Anfrage zu: Hospitalstraße 1 – Wohnen zum Höchstgebot oder Chance für Wohngruppen?
27. Mär 2014

An Klaus Mauersberger
Vorsitzender des Ausschusses
für Wirtschaftsförderung, Tourismus und Liegenschaften

Sehr geehrter Herr Mauersberger,

das städtische Grundstück des ehemaligen Benrather Krankenhauses an der Hospitalstraße ist für die Bezirksvertretung 09 sowie für vor Ort engagierte Wohngruppen von hohem Interesse. Im Ausschuss für Planung und Stadtentwicklung erklärte die Verwaltung, dass sie beabsichtigt ein Investorenauswahlverfahren durchzuführen.

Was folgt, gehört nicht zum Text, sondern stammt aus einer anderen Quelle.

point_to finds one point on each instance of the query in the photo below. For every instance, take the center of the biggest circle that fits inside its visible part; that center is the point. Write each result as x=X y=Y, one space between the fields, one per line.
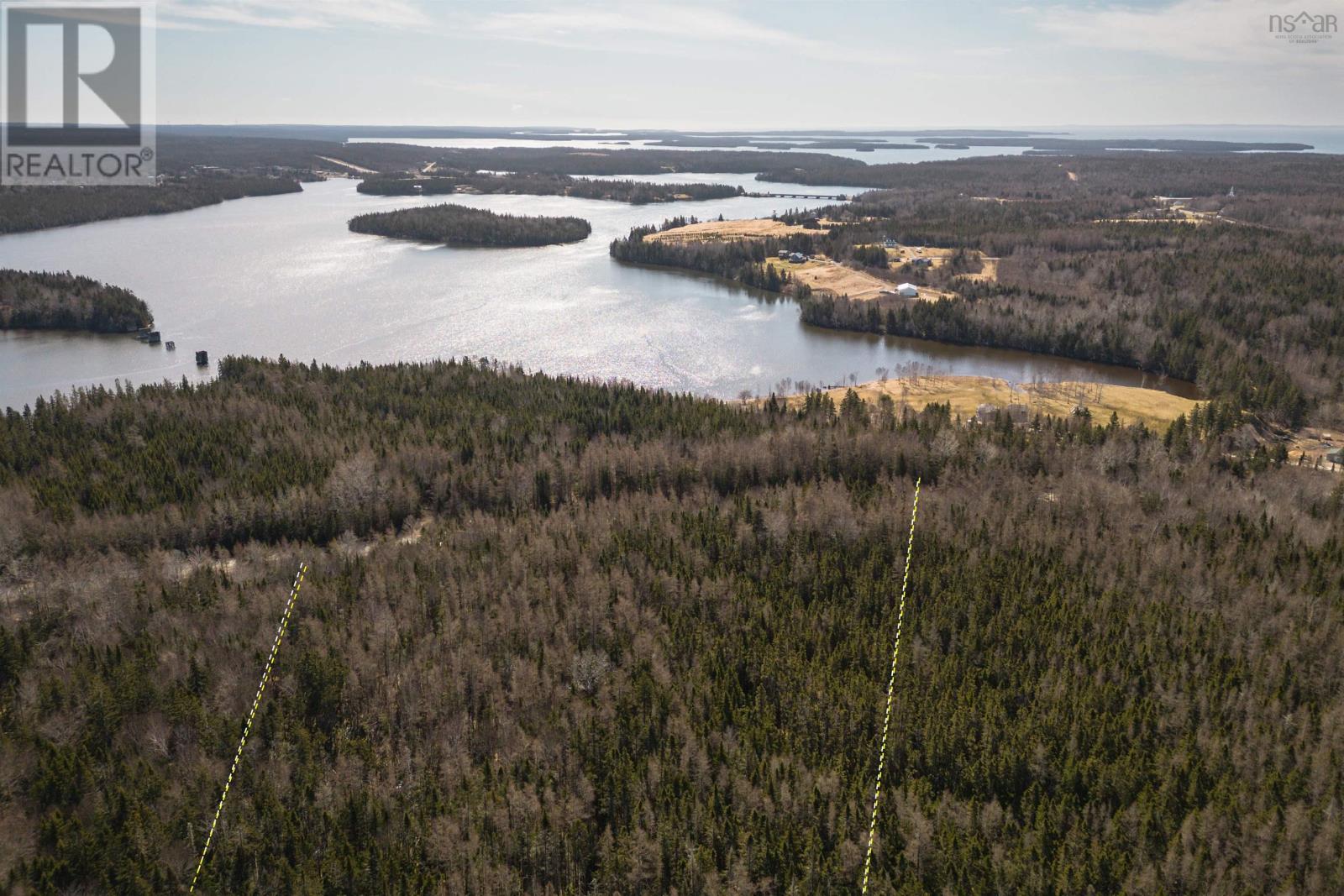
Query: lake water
x=282 y=275
x=1321 y=139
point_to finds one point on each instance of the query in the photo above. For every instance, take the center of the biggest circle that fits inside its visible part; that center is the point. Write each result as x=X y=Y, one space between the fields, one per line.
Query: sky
x=723 y=65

Vor diesem Hintergrund bittet die Fraktion von BÜNDNIS 90/DIE GRÜNEN Sie, folgende Anfrage auf die Tagesordnung der Sitzung am 27.03.14 zu nehmen und durch die Verwaltung beantworten zu lassen:

1. Wie ist der aktuelle Stand zur Durchführung eines Investorenauswahlverfahrens zur Vermarktung des Grundstücks Hospitalstraße 1?

2. Wie wird die Verwaltung in diesem Verfahren sicherstellen, dass auch die engagierten Wohngruppen ihre Vorhaben einbringen können (z.B. durch eine Teilung und getrennte Vermarktung des Grundstücks, durch längere Bewerbungsfristen und/oder ein Anhandgabeverfahren, durch entsprechende Vorgaben in Ausschreibung und Kaufvertrag, durch Beratung in Kooperation mit der Servicestelle „Neue Wohnformen“)?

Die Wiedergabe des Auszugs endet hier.